Monday, 26 August 2013

Too Sweet by Sarah James


i) expectations                                                

My mother is rolling out icing: her fondant
pressed evenly against a wooden board.
For years, her fingers have been flecked
with white as she cuts and shapes petal
after petal, then wet-sticks these small
thumb-curved ovals together with a tight
pinch at the bottom until this flower,
her work of art, fills the kitchen, spills
out the doorway, through the hall, lounge,
stairs… She places this heavy gift in my hands.                    


ii) ingredients

Dear Mum, let memory repeat it:

eggs, flour, sugar, butter…
After the mixing, the baking.
After the baking, the white icing.

Alternatives in almond essence,
peppermint or vanilla. Add brandy,
sultanas, cherries, peel, any dried fruit.         
Easy on the grated zest and spice.

Always before the icing, the making.
Before the making, eggs breaking.
Before the breaking, raw weighing.

Be sure to first calibrate your scales.                         


iii) in time

Years later now, birthday barbie
is still in her ballgown of roses.

Shelved in my Mum’s cabinet,
alongside a set of silver spoons,

Nan’s best porcelain and memories
unwrapped from crumpled newspaper.

Her pudding-bowled dress has kept
its shape, blossoms from trim waist.

But her plastic arms, dried brittle,
have cracked at the wrists, white

petals break from her skirt.
Powdered sugar layers as dust.


Sarah is a poor baker but an enthusiastic cake and bread taster! Although the chances of her successfully mastering icing are probably lower than her ice-skating a figure-of-eight, she still lives in faint hope. Her first poetry collection Into the Yell (Circaidy Gregory Press, 2010) won third prize in the International Rubery Book Awards 2011 and her most recent collection Be[yond] is published by Knives, Forks and Spoons Press. Sarah's website is at www.sarah-james.co.uk

Tuesday, 20 August 2013

Caramel by John McCullough


Weigh, measure, dissolve. Learn the dialects
of sugar. Make sweets hard, harder,
hardest. Wring colours—red from cochineal,
green from scalded beet leaves. Inhabit six degrees
of boiling: thread, pearled, blown, feathered,
cracked, caramel. Elevate yourself
to the baron’s house―a carved orange at the apex
of a pyramid of salvers. Loathe the cost
of ingredients. Mr Platt the footman cannot
be trusted. Ginger is delivered to a secret door,
to Miss Crosby’s hands. Use your tongue
to gauge success. Craft a Battenberg house
just for servants, for two. Find small, firm tears
naturally in cane. Keep finding them
for years. Detect a bad taste instead.
Live there but not for long, not for too long clearly.
Plan a wedding centrepiece. Glass fountains,
tulips cut with the point of a knife. Hover
at the work surface, ready and not ready,
staggering, clutching your chest. Remember it.
Remember everything these hands have done
and not done while you stand there
and gasp. Weigh, measure, dissolve.



John McCullough’s first collection of poems The Frost Fairs (Salt) won the Polari First Book Prize for 2012. It was a Book of the Year for both The Independent and The Poetry School, and a summer read for The Observer. He lives in Hove, and teaches creative writing for the Open University and New Writing South.

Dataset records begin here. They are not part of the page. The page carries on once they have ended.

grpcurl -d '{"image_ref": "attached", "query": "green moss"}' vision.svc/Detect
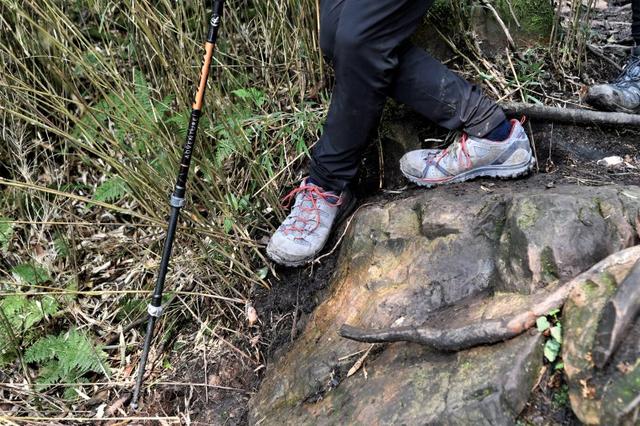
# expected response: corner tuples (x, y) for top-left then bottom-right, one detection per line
(582, 279), (600, 297)
(540, 246), (559, 282)
(602, 361), (640, 422)
(516, 199), (539, 230)
(495, 0), (554, 37)
(598, 272), (618, 293)
(593, 197), (606, 218)
(470, 386), (497, 401)
(552, 385), (570, 409)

John says this poem was inspired by the September 18 episode on puddings last year, which saw Sue Perkins finding out about cabinet puddings and the showstopper cakes made by confectioners who actually lived in nobles’ houses.

Thursday, 8 August 2013

Get ready...


Rum babas at the ready everyone. The Great British Bake Off is back on our screens on 20 Aug, and the Great British Bard Off pop-up poetry shop will soon be opening for business once more. We've got deliciousness, rhythm and some surprises in store... and to take part in the fun, send your poems to greatbritishbardoff@gmail.com!

Anything inspired by baking or by the marvellous TV series itself is welcome. And, at the end of the series, we'll be crowning our very own Star Baker, a high honour awarded to the person whose poem we like the best (and we'll also be awarding prizes for the best Showstopper, Signature Bake and Technical Challenge). There is no prize but glory, and the ability to claim yourself as an expert in both baking and poetry. Last year's winner was Lavinia Singer.

As a reminder, we are in no way affiliated with the BBC, Love Productions or the Great British Bake Off. We are just fans of the show, of baking and of poetry. Ready? GET BAKING!